From both sides of the body of the uterus extend the Fallopian tubes. Their finger-like ends hover above the ovaries ready to sweep up the expelled egg, and pass it down through the Fallopian tube to the uterus. It takes about six days for the egg to reach the uterus. During this time fertilization may take place. Fertilized eggs implant themselves in the uterine wall; unfertilized eggs, along with the specially prepared uterine lining are flushed out in the menstrual flow.

Removal of the reproductive organs

The uterus, and sometimes also the ovaries and the Fallopian tubes, may be removed to treat any of a number of gynaecological complaints, largely in post-menopausal women. These include the presence of cancer, or of a benign tumour especially if it is large or rapidly growing, or causing excessive bleeding or discomfort. Hysterectomy, as the procedure is called, may also be performed after Cesarean section if there are complications such as uncontrolled bleeding or gross infection.

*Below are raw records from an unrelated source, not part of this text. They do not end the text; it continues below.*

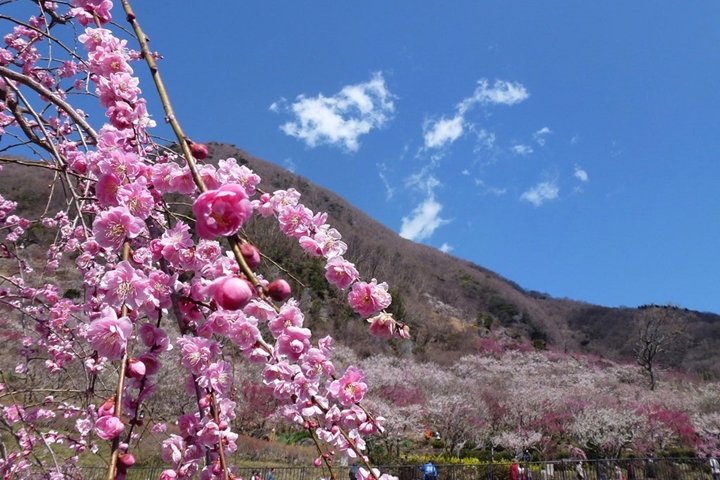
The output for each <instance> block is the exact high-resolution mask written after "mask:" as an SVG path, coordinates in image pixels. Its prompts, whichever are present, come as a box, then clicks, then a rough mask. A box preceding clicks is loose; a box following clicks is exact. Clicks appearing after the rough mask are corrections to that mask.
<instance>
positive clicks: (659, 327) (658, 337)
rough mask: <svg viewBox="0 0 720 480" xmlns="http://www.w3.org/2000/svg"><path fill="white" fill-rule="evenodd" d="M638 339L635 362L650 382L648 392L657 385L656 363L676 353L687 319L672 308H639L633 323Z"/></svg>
mask: <svg viewBox="0 0 720 480" xmlns="http://www.w3.org/2000/svg"><path fill="white" fill-rule="evenodd" d="M635 322H636V325H637V327H636V328H637V334H638V337H637V340H636V342H635V350H634V352H635V359H636V360H637V362H638V365H640V366H641V367H642V368H643V369H644V370H645V372H646V373H647V374H648V376H649V379H650V390H655V387H656V386H657V374H658V360H659V359H660V358H661V357H663V356H664V355H666V354H667V353H669V352H671V351H673V350H676V349H677V347H678V344H679V340H680V336H681V334H682V333H683V332H684V331H685V327H687V323H688V316H687V315H686V314H685V312H683V311H682V310H680V309H678V308H677V307H673V306H671V305H668V306H655V305H650V306H647V307H640V314H639V315H638V317H637V318H636V320H635Z"/></svg>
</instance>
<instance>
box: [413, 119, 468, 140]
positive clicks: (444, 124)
mask: <svg viewBox="0 0 720 480" xmlns="http://www.w3.org/2000/svg"><path fill="white" fill-rule="evenodd" d="M463 123H464V118H463V117H462V115H456V116H455V117H453V118H450V119H447V118H442V119H440V120H438V121H437V122H435V123H432V122H430V121H426V122H425V124H424V125H423V131H424V132H425V133H424V137H425V146H426V147H427V148H441V147H443V146H445V144H448V143H453V142H454V141H455V140H457V139H458V138H460V136H462V134H463Z"/></svg>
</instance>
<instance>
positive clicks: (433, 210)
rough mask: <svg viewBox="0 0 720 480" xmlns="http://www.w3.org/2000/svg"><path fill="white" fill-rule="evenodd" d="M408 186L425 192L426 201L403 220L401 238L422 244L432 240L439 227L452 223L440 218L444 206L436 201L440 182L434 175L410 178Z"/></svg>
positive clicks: (401, 227) (415, 208)
mask: <svg viewBox="0 0 720 480" xmlns="http://www.w3.org/2000/svg"><path fill="white" fill-rule="evenodd" d="M407 184H408V185H411V186H415V187H417V188H419V189H421V190H423V191H424V192H425V200H423V201H422V202H421V203H420V205H418V206H417V207H415V208H414V209H413V211H412V212H411V213H410V215H408V216H406V217H403V218H402V225H401V227H400V236H401V237H403V238H407V239H408V240H412V241H414V242H420V241H422V240H425V239H426V238H430V237H431V236H432V234H433V233H435V230H437V229H438V228H439V227H441V226H443V225H446V224H448V223H450V220H446V219H444V218H441V217H440V212H441V211H442V209H443V206H442V205H441V204H440V203H439V202H438V201H437V200H435V192H434V190H435V188H436V187H437V186H439V185H440V182H439V181H438V180H437V179H436V178H435V177H434V176H432V175H430V176H428V177H425V175H424V174H423V173H421V174H416V175H413V176H411V177H410V178H408V180H407Z"/></svg>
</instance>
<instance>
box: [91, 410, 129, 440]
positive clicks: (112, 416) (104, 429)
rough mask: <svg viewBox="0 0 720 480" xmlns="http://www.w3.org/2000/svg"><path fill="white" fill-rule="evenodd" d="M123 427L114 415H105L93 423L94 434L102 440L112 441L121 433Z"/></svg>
mask: <svg viewBox="0 0 720 480" xmlns="http://www.w3.org/2000/svg"><path fill="white" fill-rule="evenodd" d="M124 429H125V425H124V424H123V423H122V420H120V419H119V418H118V417H116V416H115V415H105V416H104V417H100V418H98V419H97V421H96V422H95V432H96V433H97V436H98V437H100V438H102V439H103V440H112V439H113V438H115V437H117V436H118V435H120V434H121V433H122V431H123V430H124Z"/></svg>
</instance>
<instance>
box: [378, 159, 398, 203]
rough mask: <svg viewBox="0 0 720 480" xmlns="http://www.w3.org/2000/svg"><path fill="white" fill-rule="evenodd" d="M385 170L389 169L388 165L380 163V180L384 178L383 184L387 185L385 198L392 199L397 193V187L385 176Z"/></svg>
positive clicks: (379, 170) (385, 192)
mask: <svg viewBox="0 0 720 480" xmlns="http://www.w3.org/2000/svg"><path fill="white" fill-rule="evenodd" d="M385 171H387V166H386V165H385V164H384V163H379V164H378V176H379V177H380V180H382V182H383V184H384V185H385V199H386V200H391V199H392V197H393V196H394V195H395V189H394V188H393V186H392V185H390V182H389V181H388V179H387V177H386V176H385Z"/></svg>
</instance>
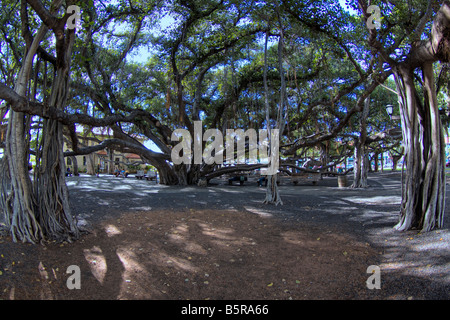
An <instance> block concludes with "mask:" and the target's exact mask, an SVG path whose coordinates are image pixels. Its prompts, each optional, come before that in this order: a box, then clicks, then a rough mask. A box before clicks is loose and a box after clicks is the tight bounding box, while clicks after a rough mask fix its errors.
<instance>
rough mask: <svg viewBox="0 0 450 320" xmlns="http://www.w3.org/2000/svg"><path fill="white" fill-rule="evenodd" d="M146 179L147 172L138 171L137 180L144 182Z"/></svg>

There are two basic methods for performing a hysterectomy. The most common method is to remove the uterus through an incision in the lower abdomen. The other, much rarer method, involves making an incision at the top of the vagina through which the uterus is removed. For a pre-menopausal woman, a total hysterectomy means sterilization and the end of menstruation. For these women, hormone replacement therapy may be used to prevent the onset of an early menopause – treating the loss of oestrogen, the hormone produced by the ovaries. The ovaries, however, are not nowadays removed in a pre-menopausal woman unless there is good medical reason to do so, for example, in cases of cancer of the ovary, ectopic pregnancy or ovarian cysts.

The consequences of the operation are beset with myth – that hysterectomy makes intercourse impossible, stops the sex drive, and leads to obesity – none of which is true.